According to a Kaspersky survey report, 73% of the businesses who responded find recruiting skilled IT professionals difficult and 67% of IT professionals who participated in the survey suggest that the higher education is responsible for encouraging the young generation into cyber security careers. This survey’s results serve as a wakeup call for employers, private organisations and the public sector to rethink and change the traditional pathway to encourage young people develop their IT and cyber security skills and be the cyber defenders of the future.
Increasing the number of experienced IT security professionals is synonymous to increasing the visibility of an organisation in spotting a legitimate cyber threats and unknown threats. The more qualified cyber security experts are trained and produced, the more organisations can easily recruit cyber defenders that can manage and protect their business-critical assets from cyber attacks.
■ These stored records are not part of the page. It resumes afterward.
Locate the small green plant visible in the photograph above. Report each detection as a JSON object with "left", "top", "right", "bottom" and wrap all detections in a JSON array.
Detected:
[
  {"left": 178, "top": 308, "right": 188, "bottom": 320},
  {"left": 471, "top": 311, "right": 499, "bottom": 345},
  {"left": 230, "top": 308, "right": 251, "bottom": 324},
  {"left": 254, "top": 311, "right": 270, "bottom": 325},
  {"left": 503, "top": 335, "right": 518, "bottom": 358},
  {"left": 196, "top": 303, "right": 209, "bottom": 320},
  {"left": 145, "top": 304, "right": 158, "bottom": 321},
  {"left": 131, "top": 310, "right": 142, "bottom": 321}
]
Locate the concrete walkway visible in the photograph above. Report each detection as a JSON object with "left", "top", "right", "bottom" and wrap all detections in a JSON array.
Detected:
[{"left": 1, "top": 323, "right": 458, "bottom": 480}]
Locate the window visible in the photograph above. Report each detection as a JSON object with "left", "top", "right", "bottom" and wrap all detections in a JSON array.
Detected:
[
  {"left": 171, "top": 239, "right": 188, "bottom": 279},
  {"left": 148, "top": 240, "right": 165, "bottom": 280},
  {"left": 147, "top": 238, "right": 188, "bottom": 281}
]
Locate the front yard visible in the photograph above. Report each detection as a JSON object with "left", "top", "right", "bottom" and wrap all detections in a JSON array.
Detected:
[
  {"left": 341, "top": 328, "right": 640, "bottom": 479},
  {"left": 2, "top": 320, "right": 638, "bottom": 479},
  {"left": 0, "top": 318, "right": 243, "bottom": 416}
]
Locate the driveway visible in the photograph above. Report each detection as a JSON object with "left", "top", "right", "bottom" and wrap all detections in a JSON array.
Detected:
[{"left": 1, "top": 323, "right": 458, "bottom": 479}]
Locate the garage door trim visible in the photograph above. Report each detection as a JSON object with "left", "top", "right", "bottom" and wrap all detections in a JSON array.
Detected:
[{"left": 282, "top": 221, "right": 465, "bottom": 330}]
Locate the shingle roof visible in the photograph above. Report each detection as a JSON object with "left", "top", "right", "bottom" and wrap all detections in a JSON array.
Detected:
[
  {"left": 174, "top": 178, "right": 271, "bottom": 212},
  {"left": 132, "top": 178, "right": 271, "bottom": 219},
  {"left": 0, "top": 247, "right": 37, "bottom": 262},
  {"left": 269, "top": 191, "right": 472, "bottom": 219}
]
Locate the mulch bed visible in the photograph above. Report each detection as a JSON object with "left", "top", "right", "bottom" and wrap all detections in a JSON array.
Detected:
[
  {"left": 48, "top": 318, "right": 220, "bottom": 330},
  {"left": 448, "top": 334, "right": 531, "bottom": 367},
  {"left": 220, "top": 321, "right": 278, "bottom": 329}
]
To address the cyber security skills gap, employers may offer more cyber security training to young talents and expose them to cyber security challenges to accelerate their minds in realising the value they could bring to the cyber security industry. Employers, private organisations and the public sector may start working closely with universities to build the pipeline of potential cyber defenders by providing training materials showcasing the current technology and challenges in the cyber world. Once the collaboration between universities and private/public organisations is maintained, our young cyber defenders’ number will continue to rise, ensuring the cyber world has plenty of cyber warriors in the future.